Global forced displacement decreased in 2025 for the first time in 10 years, according to a UNHCR report. This reduction was driven by a 50 percent increase in returns of refugees and internally displaced people compared to 2024.

The number of displaced individuals decreased by approximately 4 percent in 2025, with more than 14.7 million people returning home. The UNHCR recorded 2025 as the period with the highest number of documented returns. At least 117.8 million people worldwide remain forcibly displaced, representing one in 70 individuals globally.

Of the total affected population, 68.6 million are internally displaced within their own countries due to conflict or other crises. Roughly 28.5 million refugees fall under the UNHCR mandate, while 9 million individuals are asylum seekers. An additional 7.2 million people require international protection, and 6 million are Palestinian refugees under the UNRWA mandate. The UNHCR reports that many refugees returning to their home countries encounter ongoing violence and instability.
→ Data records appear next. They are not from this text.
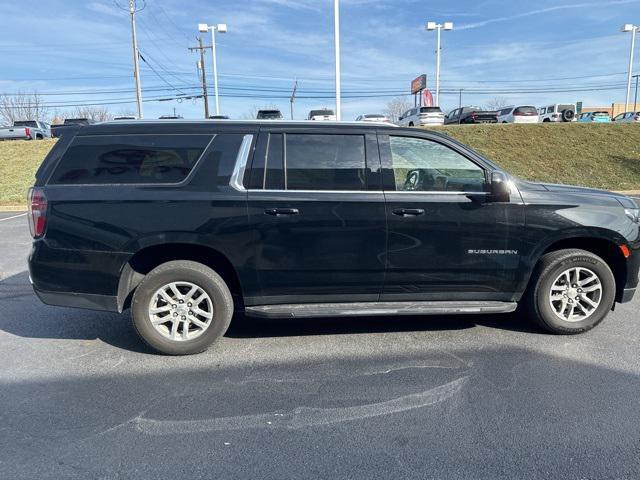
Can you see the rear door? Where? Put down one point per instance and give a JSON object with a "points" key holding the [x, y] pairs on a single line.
{"points": [[317, 209], [447, 239]]}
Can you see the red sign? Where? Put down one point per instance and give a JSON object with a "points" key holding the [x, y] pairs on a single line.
{"points": [[418, 84]]}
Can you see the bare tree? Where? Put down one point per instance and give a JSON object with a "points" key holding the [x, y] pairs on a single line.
{"points": [[21, 106], [397, 107], [95, 113], [497, 103]]}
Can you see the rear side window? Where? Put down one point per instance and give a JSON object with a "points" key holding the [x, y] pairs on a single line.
{"points": [[129, 159], [325, 162]]}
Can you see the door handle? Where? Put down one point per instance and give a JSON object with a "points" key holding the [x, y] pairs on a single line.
{"points": [[408, 212], [279, 212]]}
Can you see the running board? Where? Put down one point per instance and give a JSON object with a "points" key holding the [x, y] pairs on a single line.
{"points": [[364, 309]]}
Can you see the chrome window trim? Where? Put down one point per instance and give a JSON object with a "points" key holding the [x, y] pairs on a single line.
{"points": [[255, 190], [237, 177]]}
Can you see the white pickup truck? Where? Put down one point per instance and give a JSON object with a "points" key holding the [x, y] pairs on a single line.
{"points": [[26, 130]]}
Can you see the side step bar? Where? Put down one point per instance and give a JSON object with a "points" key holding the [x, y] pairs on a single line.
{"points": [[310, 310]]}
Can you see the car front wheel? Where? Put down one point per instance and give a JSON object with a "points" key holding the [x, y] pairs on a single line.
{"points": [[181, 308], [572, 291]]}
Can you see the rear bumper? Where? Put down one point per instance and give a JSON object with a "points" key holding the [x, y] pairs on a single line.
{"points": [[78, 300]]}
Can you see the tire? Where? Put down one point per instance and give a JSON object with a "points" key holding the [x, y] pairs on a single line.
{"points": [[550, 271], [163, 338]]}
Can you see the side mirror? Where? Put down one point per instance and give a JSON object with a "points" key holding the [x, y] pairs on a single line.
{"points": [[500, 188]]}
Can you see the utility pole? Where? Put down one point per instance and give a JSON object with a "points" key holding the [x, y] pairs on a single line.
{"points": [[635, 98], [136, 70], [336, 38], [438, 27], [201, 49], [293, 97]]}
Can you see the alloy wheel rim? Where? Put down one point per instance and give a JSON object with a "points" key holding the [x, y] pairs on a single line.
{"points": [[181, 311], [575, 294]]}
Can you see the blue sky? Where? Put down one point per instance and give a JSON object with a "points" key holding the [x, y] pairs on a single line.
{"points": [[73, 46]]}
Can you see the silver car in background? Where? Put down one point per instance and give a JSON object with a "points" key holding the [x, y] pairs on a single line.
{"points": [[420, 116]]}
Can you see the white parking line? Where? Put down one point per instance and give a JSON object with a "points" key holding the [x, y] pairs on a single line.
{"points": [[10, 218]]}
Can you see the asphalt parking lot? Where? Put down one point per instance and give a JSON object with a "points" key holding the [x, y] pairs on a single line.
{"points": [[480, 397]]}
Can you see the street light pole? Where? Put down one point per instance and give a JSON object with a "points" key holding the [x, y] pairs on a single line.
{"points": [[336, 26], [628, 27], [438, 27], [222, 28], [635, 97]]}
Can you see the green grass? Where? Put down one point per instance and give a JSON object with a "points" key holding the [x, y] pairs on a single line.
{"points": [[601, 156], [19, 160]]}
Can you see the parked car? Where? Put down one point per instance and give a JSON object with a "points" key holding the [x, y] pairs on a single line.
{"points": [[594, 117], [470, 115], [269, 115], [627, 117], [193, 221], [518, 114], [324, 114], [58, 130], [373, 117], [559, 112], [26, 130], [420, 116]]}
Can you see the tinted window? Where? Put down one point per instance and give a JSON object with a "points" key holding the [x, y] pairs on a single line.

Six countries accounted for 92 percent of the total returns: the Democratic Republic of the Congo, Sudan, Syria, Afghanistan, Ukraine, and Myanmar. The DRC and Sudan each recorded 3.6 million returns. Syria recorded 3.3 million returns, Afghanistan recorded 2 million, Ukraine recorded 718,300, and Myanmar recorded 415,200.
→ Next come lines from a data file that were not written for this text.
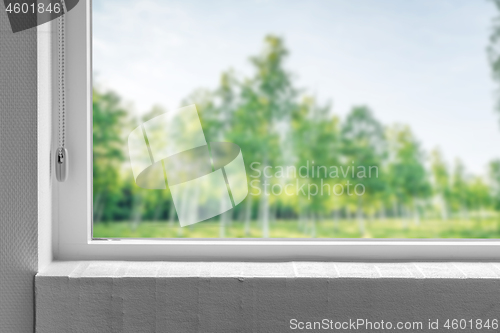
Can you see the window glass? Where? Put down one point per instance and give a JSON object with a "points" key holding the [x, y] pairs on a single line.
{"points": [[295, 119]]}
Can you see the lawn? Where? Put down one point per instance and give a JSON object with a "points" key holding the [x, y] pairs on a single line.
{"points": [[487, 228]]}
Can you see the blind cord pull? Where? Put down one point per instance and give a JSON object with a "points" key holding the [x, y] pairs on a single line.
{"points": [[61, 156]]}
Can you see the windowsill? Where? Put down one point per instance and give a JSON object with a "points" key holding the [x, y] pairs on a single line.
{"points": [[157, 269]]}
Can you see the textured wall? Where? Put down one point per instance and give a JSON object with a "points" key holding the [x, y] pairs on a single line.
{"points": [[175, 297], [18, 176]]}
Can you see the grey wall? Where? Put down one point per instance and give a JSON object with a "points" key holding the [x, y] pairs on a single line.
{"points": [[18, 176]]}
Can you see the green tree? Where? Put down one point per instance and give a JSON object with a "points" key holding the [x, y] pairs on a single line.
{"points": [[495, 181], [109, 122], [364, 148], [266, 99], [441, 182], [407, 175]]}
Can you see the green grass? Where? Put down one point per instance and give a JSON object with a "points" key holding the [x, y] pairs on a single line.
{"points": [[489, 228]]}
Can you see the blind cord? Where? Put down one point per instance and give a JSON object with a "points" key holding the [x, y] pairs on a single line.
{"points": [[61, 158]]}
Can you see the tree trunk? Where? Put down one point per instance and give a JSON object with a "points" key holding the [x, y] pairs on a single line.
{"points": [[265, 216], [336, 220], [313, 225], [171, 214], [416, 215], [360, 218]]}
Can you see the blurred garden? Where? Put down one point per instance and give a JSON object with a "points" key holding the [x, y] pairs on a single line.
{"points": [[402, 191]]}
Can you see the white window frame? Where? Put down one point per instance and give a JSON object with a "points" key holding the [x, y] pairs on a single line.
{"points": [[72, 203]]}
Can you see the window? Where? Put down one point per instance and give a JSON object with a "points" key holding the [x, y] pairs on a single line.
{"points": [[318, 172]]}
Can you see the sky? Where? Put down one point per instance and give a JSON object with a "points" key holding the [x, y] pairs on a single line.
{"points": [[421, 63]]}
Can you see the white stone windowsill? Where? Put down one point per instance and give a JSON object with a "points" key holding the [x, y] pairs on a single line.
{"points": [[156, 269]]}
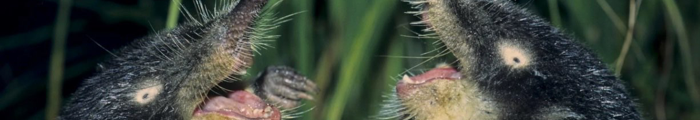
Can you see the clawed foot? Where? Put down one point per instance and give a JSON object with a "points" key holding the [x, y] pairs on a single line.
{"points": [[284, 87]]}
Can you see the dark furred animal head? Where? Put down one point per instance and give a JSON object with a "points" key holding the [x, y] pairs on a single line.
{"points": [[168, 75], [520, 66]]}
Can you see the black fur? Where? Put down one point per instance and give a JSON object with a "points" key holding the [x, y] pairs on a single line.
{"points": [[173, 59], [563, 73]]}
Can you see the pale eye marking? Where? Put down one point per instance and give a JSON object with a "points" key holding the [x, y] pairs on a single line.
{"points": [[147, 94], [514, 56]]}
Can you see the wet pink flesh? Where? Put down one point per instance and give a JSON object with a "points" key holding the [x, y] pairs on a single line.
{"points": [[239, 103], [404, 89]]}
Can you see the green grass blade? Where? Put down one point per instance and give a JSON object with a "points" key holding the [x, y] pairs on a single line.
{"points": [[683, 42], [56, 64], [357, 56], [173, 14]]}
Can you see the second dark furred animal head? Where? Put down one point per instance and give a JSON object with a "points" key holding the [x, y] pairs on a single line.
{"points": [[514, 65], [168, 74]]}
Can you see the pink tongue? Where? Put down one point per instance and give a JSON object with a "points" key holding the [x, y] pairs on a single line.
{"points": [[238, 104], [408, 85], [442, 72]]}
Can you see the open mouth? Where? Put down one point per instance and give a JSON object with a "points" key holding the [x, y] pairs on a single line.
{"points": [[409, 85], [239, 104]]}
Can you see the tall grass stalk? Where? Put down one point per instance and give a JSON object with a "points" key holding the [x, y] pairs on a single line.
{"points": [[356, 59], [628, 38], [53, 103], [173, 14]]}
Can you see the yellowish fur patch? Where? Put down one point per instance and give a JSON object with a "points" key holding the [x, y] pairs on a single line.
{"points": [[148, 94], [513, 55], [447, 100]]}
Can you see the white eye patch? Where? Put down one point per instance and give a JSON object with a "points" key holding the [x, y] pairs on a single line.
{"points": [[514, 56], [147, 94]]}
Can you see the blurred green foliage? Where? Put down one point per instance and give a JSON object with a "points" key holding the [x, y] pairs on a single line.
{"points": [[356, 49]]}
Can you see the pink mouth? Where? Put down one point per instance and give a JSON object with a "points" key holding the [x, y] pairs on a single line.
{"points": [[408, 85], [239, 104]]}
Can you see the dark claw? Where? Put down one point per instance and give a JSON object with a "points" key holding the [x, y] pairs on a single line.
{"points": [[284, 86]]}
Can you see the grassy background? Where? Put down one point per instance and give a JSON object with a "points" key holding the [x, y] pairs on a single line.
{"points": [[354, 49]]}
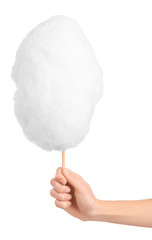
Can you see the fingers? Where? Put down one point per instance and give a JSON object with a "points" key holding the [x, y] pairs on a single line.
{"points": [[62, 204], [59, 176], [59, 187], [60, 196], [74, 179]]}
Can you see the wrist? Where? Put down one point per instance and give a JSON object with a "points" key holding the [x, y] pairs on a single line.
{"points": [[98, 211]]}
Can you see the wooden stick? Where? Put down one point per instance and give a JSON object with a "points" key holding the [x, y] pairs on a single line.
{"points": [[63, 159]]}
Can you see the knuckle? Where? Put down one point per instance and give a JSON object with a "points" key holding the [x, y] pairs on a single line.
{"points": [[58, 169], [51, 192], [52, 181], [67, 204], [59, 189]]}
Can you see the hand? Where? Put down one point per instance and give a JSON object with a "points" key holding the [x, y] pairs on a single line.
{"points": [[73, 194]]}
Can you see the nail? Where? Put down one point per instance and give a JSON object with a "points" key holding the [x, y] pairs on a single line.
{"points": [[68, 190], [66, 171]]}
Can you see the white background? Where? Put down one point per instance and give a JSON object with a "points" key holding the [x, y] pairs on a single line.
{"points": [[115, 157]]}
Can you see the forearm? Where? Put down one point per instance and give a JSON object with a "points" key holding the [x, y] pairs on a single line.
{"points": [[137, 213]]}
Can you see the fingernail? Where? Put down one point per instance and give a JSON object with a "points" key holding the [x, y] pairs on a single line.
{"points": [[69, 197], [66, 171], [68, 190], [63, 182]]}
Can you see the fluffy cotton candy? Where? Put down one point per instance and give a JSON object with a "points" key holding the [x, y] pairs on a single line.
{"points": [[58, 82]]}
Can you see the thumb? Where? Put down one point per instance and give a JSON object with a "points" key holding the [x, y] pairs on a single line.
{"points": [[72, 178]]}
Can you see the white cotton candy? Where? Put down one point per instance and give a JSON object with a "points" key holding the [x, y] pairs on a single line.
{"points": [[59, 82]]}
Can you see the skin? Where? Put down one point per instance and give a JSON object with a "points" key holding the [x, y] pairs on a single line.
{"points": [[75, 196]]}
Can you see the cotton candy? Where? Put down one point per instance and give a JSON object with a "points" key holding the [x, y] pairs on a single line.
{"points": [[59, 82]]}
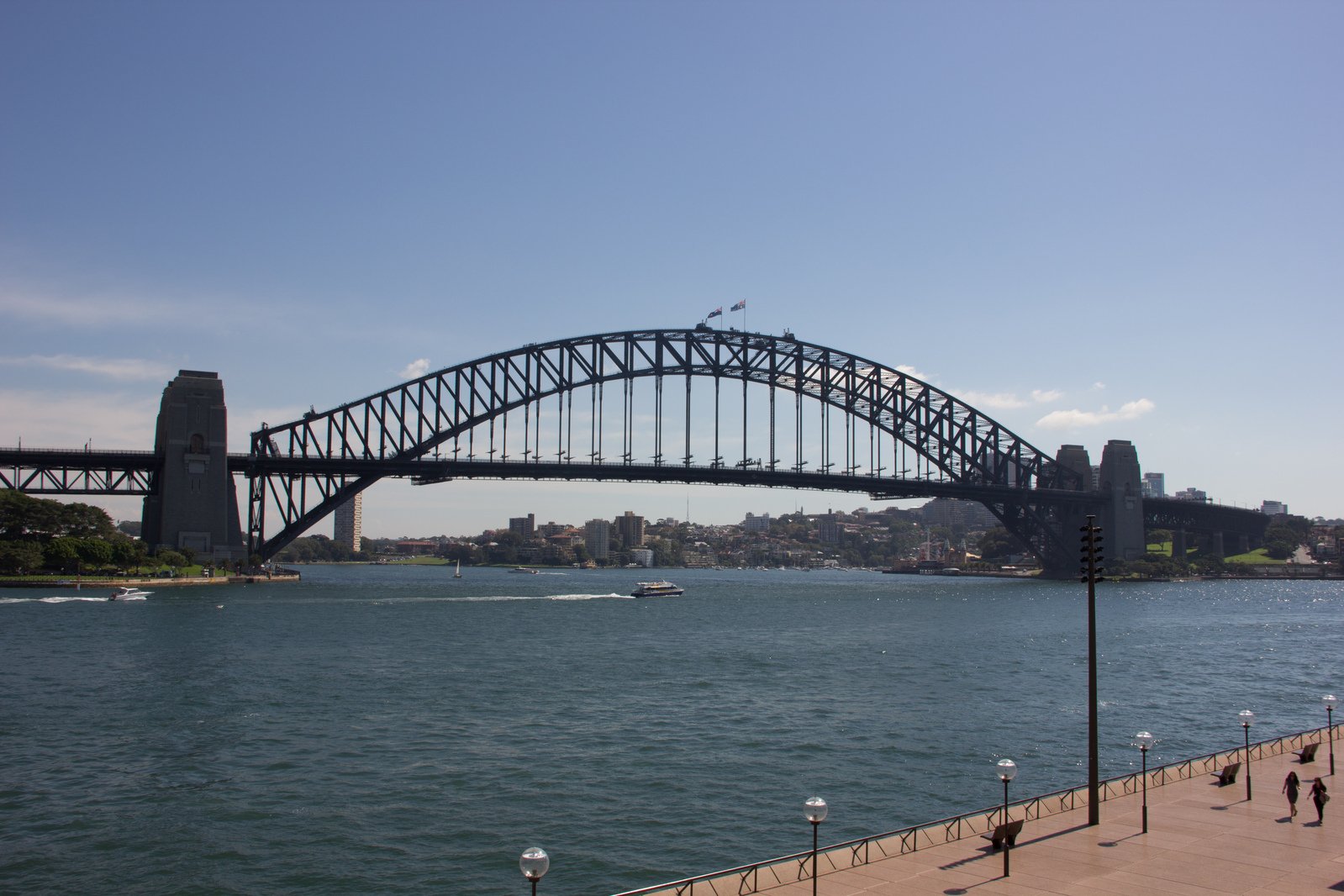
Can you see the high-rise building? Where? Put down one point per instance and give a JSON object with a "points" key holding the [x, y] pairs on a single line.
{"points": [[1155, 485], [597, 539], [756, 523], [350, 521], [630, 530]]}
In 2023, conflict in Sudan between the Sudanese military and the Rapid Support Forces displaced 1.5 million people. The report stated that in 2023, Israeli airstrikes in the Gaza Strip displaced nearly all of the territory's 2.3 million residents. A war in Ukraine beginning in 2022 resulted in 5.7 million people fleeing the country within a year. Seventy-two percent of global refugees originate from seven countries, including Venezuela, Palestine, Ukraine, Syria, Afghanistan, Sudan, and South Sudan.
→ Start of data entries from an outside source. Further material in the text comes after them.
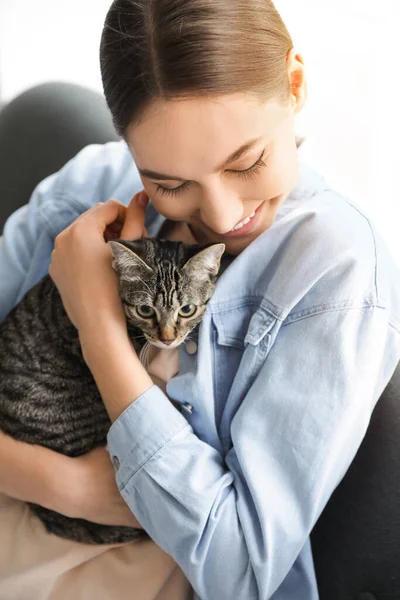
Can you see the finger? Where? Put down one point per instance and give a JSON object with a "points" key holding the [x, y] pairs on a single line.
{"points": [[103, 214], [133, 228]]}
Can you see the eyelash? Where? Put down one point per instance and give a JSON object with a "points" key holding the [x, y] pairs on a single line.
{"points": [[249, 173]]}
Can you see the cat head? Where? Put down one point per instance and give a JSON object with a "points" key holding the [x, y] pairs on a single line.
{"points": [[165, 285]]}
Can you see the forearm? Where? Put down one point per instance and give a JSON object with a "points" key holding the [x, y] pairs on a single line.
{"points": [[115, 366], [27, 472]]}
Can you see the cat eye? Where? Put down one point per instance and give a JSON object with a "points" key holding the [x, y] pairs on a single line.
{"points": [[145, 311], [188, 310]]}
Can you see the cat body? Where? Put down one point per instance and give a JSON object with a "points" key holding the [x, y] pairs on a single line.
{"points": [[47, 393]]}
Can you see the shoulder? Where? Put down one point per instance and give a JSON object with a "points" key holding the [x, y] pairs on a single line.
{"points": [[97, 173], [321, 253]]}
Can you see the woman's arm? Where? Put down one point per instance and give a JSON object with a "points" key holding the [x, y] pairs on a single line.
{"points": [[82, 487], [32, 473]]}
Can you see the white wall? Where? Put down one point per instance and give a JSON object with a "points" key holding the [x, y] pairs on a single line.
{"points": [[352, 117]]}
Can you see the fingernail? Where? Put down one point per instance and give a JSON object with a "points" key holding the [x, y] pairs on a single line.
{"points": [[142, 200]]}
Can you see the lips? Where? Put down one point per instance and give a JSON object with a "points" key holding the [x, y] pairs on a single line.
{"points": [[247, 227]]}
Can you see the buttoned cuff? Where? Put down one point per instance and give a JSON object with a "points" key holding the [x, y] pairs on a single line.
{"points": [[141, 431]]}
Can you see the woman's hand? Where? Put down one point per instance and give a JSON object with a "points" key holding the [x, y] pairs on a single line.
{"points": [[81, 262], [94, 495]]}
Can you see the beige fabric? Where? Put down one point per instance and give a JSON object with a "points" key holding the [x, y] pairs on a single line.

The U.N. established the Refugee Convention in 1951 to protect refugee rights in Europe after World War II. At that time, 2.1 million refugees were recorded. The convention expanded in 1967 to cover worldwide displacement. By 1980, U.N. records indicated the refugee count had surpassed 10 million. Records showed refugee numbers reached 20 million by 1990, driven by conflicts in Afghanistan and Ethiopia during the 1980s. Records indicated the U.S. invasion of Afghanistan in 2001 and Iraq in 2003, alongside civil wars in South Sudan and Syria, contributed to refugee numbers exceeding 30 million by the end of 2021.

No independent assessment was available for this report.